Ознакомительная версия. Доступно 16 страниц из 78
Снова во двор выходит. Взял себя в руки – одумался. «Может, мало ли, нищенка». В деревне много их ходило. Особенно в голод. Мне и мать рассказывала.
Раскулачили одних, на подводу сгрузили. А бабка ихняя в лесу была – по грибы. Вот они всех-то увезли, а ее оставили. Соседи им говорили: «Бабка, – мол, – у них – воротится скоро». Эти-то, городские, подождали-подождали, а потом рукой махнули. «Чего, – смеются, – дожидаться... Все одно по дороге сдохнет – возись с ней. Вернется – сама помрет». Хлеб-то выгребли подчистую...
Вот Петр и прикидывает: подумаешь, белье. Чего он – грязи не видывал? Вонь тоже проветрится. В общем, вселился.
Между прочим, старуха эта так и не объявилась – видать, на разок зашла. А другие соседи хорошие. Мирно жили. И девка эта хорошая оказалась – старика одного обихаживала: дальнего родственника. Обещал оставить ей чегото, так она обстирывала его. Честный старик оказался. Монеты ей оставил царской чеканки. Сохранил, когда золото сдавали. Это Петр потом уж узнал, когда за девкой этой ухлестывал. Вроде уж и сговорились, только девка эта туберкулезом заразилась – сгорела месяца в три. А перед смертью тайник ему свой показала: прямо в комнате, под полом. Схоронили – он в тайник и полез. А там – пусто. Видно, из соседей кто прознал – опередил. Дом-то старый. Перегородки еле-еле. Повертелся-повертелся, да делать нечего – ведь не докажешь... И прав у него никаких нету. И опасно разговоры подымать. А тут – война.
На фронт его не взяли – бронь от завода вышла. В общем, в квартире этой всех мужиков поубивало, а ему хоть бы что. «Так что, – говорит, – зазря опасался. Тоже думал – к худу. А вышло – к добру. Счастливая оказалась квартира. Предрассудки, – объяснял, – одни суеверия. Мало ли, кто прежде-то жил? Пожили и ладно...»
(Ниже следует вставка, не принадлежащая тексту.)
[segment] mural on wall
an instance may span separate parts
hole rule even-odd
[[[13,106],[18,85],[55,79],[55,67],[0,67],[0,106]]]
«А ты, – спрашиваю, – в Ленинграде с какого?» – «Так отслужил как, – отвечает. – С сорок девятого. Первое время надеялся, думал: уж вот-вот. А потом и надеяться бросил. Видно, поздно явился – после войны много комнат было, а потом эвакуированные потянулись – на старые места. Так и прокуковал. Пятнадцатый год скоро... Потом-то и строить начали, да снова очередь. Семейным дают, или как ты вон – с дитем. Ну, – говорит, – ничего. Теперь уж скоро подойдет. А может, в Москву надо было – там-то, небось, больше строят...»
«В Москве, – соглашаюсь, – хорошо. И врачи у них хорошие. Вон докторша рассказывала: один-то – немоту лечит».
«Как это? – удивляется. – Таблетками?» – «Этого, – говорю, – не знаю. Может, и таблетками... А может, заговоры знает. Раньше в деревнях лечили».
«Так ты, – советует, – возьми, да и съезди в деревню. Из старух многие остались: кто-нибудь да ведьмачит».
Какое! – думаю. Разве бабки отпустят... В церковь ходят. Особенно Гликерия. При них про этакое – ни-ни...
Попрощались, а сама думаю: про другое-то не рассказала. Забыла прямо. Заболтал он меня, видно, с этим своим Петром. А потом, думаю, да чего они ему сделают? Ну вызовут, в крайности попеняют... Разговоры-то – что? На воротах не виснут. Тем более мужик... Вот мне бы со старухами сговориться: как еще посмотрят?..
* * *
Улеглись все – к Гликерии пошла, постучалась.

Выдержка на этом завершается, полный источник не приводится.